Second, they are determined not to let the hurriedness of the season rob them of the joy and peace that Christ can bring. While there are extra pressures because of their financial limitations, the Jones family has something that money cannot buy. They have the peace and joy of a family who knows the Lord and loves each other.
“And let the peace of God rule in your hearts, to the which also you are called in one body; and be ye thankful” (Colossians 3:15).
Third, they are determined to give God’s Word a very special place in their individual lives as well as together in their family festivities. It has become their tradition that the children have to work hard to get Dad to wake up, get up and out of bed. Poor Daddy! He just can’t seem to wake up on Christmas morning! Lots of giggles and tickling finally get Daddy to wake up. The family then comes downstairs and gathers around the lit Christmas tree. Dad has already selected a passage of Scripture about the birth of their Savior. While not taking a long time to read it, this is not a hurried time. Anyone in the family is welcome to pray and thank the Lord for this special day as they remember the miracle of the incarnation. Typically everyone in the Jones family takes a turn thanking the Lord for coming to this earth to be their Savior. One of the children is noted for “praying around the world,” and Dad has to clear his throat to bring this long prayer to a conclusion so that other Jones children can pray! After the gifts exchange takes place, but before the day gets too far along, each of the family takes time to read God’s Word on their own as they do each day. In their home they have the “rule” of “No Bible? No Breakfast!” Then later in the day the extended family arrives, and the fun is really great. Laughter fills the house as the family enjoys being together. Dad keeps track of the time, and at a convenient spot, he calls all his family together and has a special time reading God’s Word and making a few comments as he leads in family worship. Typically several of the aunts or uncles or cousins pray. The Word of God is honored in this home.
“Let the word of Christ dwell in you richly” (Colossians 3:16a).
Fourth, the family picks on Mom because as soon as the holiday of Thanksgiving is over, she starts playing the wonderful Christmas music in their home. The teasing is good natured that “Mom is at it already again this year.” But in reality, she is starting a wonderful tradition that not only blesses her family now, she has also planted a seed in the hearts of her children that will someday bless her grandchildren. Wonderful Scriptural truth is communicated through the beautiful songs of Christmas. In the home of Mr. and Mrs. Jones, it is the sound of the season.
“Teaching and admonishing one another in psalms and hymns and spiritual songs, singing with grace in your hearts to the Lord” (Colossians 3:16b).

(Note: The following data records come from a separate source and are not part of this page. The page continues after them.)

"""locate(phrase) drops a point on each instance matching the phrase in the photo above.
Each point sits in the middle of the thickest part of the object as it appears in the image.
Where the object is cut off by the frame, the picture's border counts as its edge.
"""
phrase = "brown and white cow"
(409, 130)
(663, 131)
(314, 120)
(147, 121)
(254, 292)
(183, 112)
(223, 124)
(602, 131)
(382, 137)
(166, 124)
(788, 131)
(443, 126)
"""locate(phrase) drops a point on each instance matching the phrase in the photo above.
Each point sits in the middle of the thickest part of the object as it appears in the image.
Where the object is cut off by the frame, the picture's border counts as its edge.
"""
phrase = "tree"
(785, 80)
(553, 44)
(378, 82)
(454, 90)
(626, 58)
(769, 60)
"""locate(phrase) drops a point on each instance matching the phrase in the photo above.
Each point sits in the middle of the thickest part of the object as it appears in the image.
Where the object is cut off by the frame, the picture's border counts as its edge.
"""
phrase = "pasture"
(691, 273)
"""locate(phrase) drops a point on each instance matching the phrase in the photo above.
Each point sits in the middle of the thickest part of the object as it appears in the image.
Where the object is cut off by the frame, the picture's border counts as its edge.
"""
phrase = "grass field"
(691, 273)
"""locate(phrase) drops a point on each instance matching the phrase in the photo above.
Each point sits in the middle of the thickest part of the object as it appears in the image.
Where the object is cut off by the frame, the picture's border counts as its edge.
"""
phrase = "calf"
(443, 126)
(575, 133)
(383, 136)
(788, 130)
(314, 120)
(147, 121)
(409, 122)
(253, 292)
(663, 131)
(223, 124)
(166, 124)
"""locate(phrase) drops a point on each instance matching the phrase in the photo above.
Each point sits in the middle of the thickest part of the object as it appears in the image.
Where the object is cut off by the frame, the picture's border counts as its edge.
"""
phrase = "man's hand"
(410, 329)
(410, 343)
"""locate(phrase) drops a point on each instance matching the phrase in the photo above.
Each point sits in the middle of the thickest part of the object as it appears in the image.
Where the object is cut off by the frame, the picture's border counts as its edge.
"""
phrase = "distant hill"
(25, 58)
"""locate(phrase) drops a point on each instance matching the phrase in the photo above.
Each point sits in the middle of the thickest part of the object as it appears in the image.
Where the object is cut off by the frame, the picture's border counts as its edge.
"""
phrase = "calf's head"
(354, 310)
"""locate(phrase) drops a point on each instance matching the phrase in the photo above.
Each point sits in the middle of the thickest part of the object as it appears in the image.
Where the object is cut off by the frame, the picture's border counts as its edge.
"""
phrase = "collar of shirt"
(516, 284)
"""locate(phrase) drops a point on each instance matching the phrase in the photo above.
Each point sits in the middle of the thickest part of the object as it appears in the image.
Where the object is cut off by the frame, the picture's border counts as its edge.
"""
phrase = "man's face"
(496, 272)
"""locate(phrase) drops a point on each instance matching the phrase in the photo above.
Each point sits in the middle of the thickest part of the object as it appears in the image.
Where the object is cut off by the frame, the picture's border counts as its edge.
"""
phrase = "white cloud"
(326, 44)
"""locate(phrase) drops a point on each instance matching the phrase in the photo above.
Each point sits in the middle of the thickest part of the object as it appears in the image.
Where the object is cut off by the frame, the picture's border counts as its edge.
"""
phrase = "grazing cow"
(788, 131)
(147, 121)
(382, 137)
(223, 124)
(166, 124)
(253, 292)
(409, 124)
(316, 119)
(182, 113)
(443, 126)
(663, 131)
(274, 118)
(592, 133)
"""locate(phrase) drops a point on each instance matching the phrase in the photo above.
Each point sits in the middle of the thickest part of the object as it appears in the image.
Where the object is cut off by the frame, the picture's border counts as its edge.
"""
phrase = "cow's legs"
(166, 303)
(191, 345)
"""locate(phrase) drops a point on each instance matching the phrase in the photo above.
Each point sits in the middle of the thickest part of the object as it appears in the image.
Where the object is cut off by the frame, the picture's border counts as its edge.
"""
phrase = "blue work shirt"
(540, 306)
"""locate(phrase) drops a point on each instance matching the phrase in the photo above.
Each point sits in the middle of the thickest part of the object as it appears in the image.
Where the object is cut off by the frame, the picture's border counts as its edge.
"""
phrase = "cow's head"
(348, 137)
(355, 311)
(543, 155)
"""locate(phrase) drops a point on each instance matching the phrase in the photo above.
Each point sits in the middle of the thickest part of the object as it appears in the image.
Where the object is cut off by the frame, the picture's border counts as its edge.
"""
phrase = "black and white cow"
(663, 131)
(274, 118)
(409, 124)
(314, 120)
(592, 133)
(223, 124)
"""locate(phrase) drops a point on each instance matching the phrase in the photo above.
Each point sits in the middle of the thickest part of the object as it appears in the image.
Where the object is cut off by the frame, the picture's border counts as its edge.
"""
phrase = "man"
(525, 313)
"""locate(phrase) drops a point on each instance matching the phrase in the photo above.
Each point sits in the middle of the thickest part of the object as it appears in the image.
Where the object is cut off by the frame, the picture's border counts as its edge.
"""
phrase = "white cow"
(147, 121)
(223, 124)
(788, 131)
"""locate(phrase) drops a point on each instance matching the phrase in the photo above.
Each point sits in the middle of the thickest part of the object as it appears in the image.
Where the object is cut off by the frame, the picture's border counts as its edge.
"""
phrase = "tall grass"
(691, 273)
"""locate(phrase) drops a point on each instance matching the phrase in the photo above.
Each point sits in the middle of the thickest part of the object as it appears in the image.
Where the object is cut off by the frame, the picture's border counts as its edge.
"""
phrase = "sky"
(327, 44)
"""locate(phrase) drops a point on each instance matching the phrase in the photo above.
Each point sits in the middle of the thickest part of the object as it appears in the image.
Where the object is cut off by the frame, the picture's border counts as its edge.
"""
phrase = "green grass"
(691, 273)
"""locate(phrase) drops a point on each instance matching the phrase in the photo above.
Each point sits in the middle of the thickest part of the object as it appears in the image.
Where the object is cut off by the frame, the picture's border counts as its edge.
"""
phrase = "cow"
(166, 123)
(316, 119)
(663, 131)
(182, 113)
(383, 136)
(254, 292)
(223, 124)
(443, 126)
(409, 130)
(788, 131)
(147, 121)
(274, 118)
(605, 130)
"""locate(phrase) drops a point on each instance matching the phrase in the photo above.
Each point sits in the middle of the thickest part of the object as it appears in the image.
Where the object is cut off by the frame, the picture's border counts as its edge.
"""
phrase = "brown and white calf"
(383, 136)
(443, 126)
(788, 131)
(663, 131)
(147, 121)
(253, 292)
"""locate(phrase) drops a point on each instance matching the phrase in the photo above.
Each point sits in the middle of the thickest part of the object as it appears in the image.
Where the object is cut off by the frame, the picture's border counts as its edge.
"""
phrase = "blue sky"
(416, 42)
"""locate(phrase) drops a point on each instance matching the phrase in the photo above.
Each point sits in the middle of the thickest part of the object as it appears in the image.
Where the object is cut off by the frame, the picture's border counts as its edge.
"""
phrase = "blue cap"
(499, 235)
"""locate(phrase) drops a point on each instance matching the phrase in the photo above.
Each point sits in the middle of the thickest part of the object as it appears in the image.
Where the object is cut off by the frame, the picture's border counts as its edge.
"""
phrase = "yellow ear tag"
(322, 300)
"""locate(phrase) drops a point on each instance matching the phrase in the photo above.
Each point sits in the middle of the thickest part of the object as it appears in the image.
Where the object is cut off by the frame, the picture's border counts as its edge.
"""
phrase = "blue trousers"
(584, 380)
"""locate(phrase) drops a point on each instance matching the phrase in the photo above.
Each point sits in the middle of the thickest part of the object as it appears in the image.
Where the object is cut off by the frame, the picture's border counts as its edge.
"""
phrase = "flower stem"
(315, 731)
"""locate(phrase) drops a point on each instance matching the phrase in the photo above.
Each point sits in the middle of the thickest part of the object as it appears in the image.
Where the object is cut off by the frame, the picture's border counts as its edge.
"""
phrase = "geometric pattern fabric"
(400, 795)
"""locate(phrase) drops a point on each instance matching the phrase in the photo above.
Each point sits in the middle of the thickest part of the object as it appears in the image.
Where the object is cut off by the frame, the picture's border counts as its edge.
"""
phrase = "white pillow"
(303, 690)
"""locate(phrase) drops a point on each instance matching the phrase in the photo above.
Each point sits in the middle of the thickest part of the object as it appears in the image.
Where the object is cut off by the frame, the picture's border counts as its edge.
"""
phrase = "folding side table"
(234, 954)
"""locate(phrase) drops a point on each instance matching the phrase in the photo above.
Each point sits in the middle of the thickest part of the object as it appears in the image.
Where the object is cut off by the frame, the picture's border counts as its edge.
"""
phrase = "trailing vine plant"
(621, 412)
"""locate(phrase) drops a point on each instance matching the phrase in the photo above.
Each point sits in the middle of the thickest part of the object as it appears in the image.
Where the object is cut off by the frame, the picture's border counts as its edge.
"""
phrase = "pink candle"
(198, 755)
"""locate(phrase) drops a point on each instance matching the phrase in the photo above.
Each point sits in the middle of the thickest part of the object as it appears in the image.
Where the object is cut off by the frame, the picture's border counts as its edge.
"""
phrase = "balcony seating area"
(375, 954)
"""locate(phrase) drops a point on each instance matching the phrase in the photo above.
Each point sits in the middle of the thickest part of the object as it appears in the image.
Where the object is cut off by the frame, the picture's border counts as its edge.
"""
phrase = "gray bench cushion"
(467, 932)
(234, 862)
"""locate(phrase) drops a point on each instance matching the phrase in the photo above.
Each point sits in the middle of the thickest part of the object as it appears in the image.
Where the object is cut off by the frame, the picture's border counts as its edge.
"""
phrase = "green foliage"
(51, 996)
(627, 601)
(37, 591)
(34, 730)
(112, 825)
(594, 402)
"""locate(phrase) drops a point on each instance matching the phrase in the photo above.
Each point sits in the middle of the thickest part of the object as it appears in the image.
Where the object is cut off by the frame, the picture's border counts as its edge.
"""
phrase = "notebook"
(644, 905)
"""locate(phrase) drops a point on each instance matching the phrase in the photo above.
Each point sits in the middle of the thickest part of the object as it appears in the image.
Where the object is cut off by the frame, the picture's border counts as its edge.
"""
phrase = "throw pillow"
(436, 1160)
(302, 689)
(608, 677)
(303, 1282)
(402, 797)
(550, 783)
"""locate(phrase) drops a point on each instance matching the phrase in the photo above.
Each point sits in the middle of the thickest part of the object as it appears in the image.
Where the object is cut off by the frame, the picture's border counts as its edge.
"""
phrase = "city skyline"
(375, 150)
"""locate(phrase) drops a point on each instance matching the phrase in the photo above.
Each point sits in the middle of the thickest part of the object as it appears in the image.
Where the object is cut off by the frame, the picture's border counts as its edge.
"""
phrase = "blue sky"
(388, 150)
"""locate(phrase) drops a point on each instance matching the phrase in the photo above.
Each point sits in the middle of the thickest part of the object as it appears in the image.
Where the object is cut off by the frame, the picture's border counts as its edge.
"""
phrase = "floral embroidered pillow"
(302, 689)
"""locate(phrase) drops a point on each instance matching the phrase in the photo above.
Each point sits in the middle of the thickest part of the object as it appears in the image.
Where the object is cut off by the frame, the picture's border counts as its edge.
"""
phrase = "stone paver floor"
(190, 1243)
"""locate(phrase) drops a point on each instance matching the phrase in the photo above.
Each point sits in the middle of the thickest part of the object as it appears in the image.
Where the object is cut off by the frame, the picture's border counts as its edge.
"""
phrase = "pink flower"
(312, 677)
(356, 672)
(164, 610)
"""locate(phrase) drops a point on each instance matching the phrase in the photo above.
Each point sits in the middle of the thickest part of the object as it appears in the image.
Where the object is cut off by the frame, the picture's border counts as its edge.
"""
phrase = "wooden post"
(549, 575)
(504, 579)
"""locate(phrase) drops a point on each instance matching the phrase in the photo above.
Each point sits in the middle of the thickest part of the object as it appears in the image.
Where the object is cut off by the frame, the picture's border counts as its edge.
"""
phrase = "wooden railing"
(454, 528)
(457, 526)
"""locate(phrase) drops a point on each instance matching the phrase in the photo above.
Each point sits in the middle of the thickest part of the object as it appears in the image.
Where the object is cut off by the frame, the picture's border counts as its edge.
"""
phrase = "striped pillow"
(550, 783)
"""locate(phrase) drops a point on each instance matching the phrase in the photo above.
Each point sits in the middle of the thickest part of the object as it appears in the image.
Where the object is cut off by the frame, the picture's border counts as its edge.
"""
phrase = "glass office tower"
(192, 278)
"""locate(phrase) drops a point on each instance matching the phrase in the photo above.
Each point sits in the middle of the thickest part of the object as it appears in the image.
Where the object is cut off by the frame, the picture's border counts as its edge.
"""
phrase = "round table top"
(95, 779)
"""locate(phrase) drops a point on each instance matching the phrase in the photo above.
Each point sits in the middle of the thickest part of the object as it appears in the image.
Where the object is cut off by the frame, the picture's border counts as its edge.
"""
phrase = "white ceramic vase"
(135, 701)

Last, throughout their celebrations they enjoy special traditions that are unique to their family. However, something really special takes place in their hearts and home again this Christmas. With Dad’s spiritual leadership and Mom’s spiritual example, this family by the name of Jones honors the Lord throughout the day. The Lord Jesus Christ is at the center of everything they do. At the end of the day, though everyone is tired, it has been a day of sweet memories made and the Lord Jesus honored.
“And whatsoever you do in word or deed, do all in the name of the Lord Jesus, giving thanks to God, and the Father by Him” (Colossians 3:17).
Yes, two neighboring families will celebrate Christmas, but their homes are really worlds apart. Which home best describes your home this Christmas?